Big Data and Enterprise Search
There have been a number of reports and papers issued recently on Big Data including:
- Forrester reviewing the Big Data solutions of 2013
- The Economist talks about what is Big Data and how can it be used
- Wall Street Journal talk about what is next for Big Data
- The Sunday Times reviewing how Big Data has helped various companies
- Martin White discusses if there is a need for enterprise search whilst Big Data lives
- Stephen Arnold discusses his Big Data trends for 2013
- Mike Walsh reviews Big Data strategies for 2013
As well as software vendors pushing their appetite for Big Data, either via their websites e.g. Microsoft and their Big Data Week or via taking adverts in the UK national press i.e. IBM running a number of full page adverts in The Times, week commencing Monday 18th February 2013.
From reading these reports and papers, what actually is Big Data? Is Big Data a hype? Is it only relevant for a small number of very large organisations where the volume, rate of change, variety and worth of this data is highly relevant? It is very hard to answer these questions – what may be Big Data to you may not be Big Data to me.
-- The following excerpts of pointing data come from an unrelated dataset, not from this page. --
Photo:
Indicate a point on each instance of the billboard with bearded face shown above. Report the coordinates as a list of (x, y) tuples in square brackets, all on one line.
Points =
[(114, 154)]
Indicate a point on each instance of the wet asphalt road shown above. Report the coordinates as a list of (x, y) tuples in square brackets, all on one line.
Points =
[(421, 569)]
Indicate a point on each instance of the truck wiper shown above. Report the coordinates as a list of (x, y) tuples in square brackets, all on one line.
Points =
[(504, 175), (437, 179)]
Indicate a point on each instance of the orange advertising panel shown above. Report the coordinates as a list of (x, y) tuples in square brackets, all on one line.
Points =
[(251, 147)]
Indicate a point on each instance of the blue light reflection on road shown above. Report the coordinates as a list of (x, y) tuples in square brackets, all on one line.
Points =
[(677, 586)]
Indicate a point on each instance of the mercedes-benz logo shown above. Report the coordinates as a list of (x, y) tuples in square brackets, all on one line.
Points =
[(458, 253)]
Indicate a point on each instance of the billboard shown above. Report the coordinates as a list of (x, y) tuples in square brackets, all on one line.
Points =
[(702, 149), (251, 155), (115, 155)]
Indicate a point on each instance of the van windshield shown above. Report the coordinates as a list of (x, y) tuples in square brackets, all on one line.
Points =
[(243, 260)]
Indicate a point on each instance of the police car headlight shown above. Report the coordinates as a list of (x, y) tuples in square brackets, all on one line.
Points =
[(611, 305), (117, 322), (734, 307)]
Big Data to me is being able to capture data, whether it is structured, semi-structured or totally unstructured, store it, interpret it, and leverage it to provide insights in order to help the business.
So how does Big Data and enterprise search co-exist? Can traditional search tools work as the “gateway” to explore Big Data by, for instance, preparing the data to help in creating the predictive model?
Based upon the Forrester report mentioned above, SAS and IBM are the leaders in the Big Data space with a large number of tools available to process and analyse the data. As the first part of any analysis is preparing the data, and with a large proportion of the data being unstructured, could enterprise search use its distinctive capabilities of pre-processing large amounts of both structured and unstructured content – I think not. Currently, enterprise search tools do not have the capability to traverse some a large amount of data in a timely manner in order to try and produce a smaller, relevant content set without using a very large amount of hardware. The structured data that exists may already be well organised but unstructured content is another matter and trying to interpret meaning between structured and unstructured content can be very complex.
So, if enterprise search cannot help directly with preparing the data for analysis, where can search help? Frost and Sullivan forecast the global enterprise search market to be US$4.68bn by 2019. Search has the capability to bring a wide variety of different content sources together and produce meaning. Search queries, from simple to complex, can then be run against the search index returning, hopefully the most relevant content based upon the search query terms entered. But, for the most part, this won’t give the answers to the Big Data questions e.g. – helping to uncover the answers to making the best use of the data available.
However, Search Based Applications (SBA), as defined by Wikipedia , “use semantic technologies to aggregate, normalize and classify unstructured, semi-structured and/or structured content across multiple repositories, and employ natural language technologies for accessing the aggregated information.”, can be built to slice and dice the information in the search index on-the-fly – isn’t this close to what the Big Data engines are trying to achieve. There are a number of search related companies building SBAs which look to build insight in the realms of data that organisations amass.
There are obviously limitations to what search engines can do in terms of the size of the data sets – that’s why it’s called Big Data. However, there must be a reason why companies like IBM purchased Vivisimo in 2012 or Oracle bought Endeca in 2011, with both companies looking to capitalize on the capabilities both Vivisimo and Endeca offered in terms of unlocking the structured and unstructured content within organisations.
Quote from Oracle on the Endeca acquisition, “Oracle with Endeca plans to create a comprehensive technology platform to process, store, manage, search and analyze structured and unstructured information together enabling businesses to make stronger and more profitable decisions” – search and Big Data complementing each other – I think so.
Finally, the latest information from Gartner indicates “Big Data is forecast to drive $34 billion of IT spending in 2013 and create 4.4 million IT jobs by 2015, but it is currently still a solution looking for a problem”.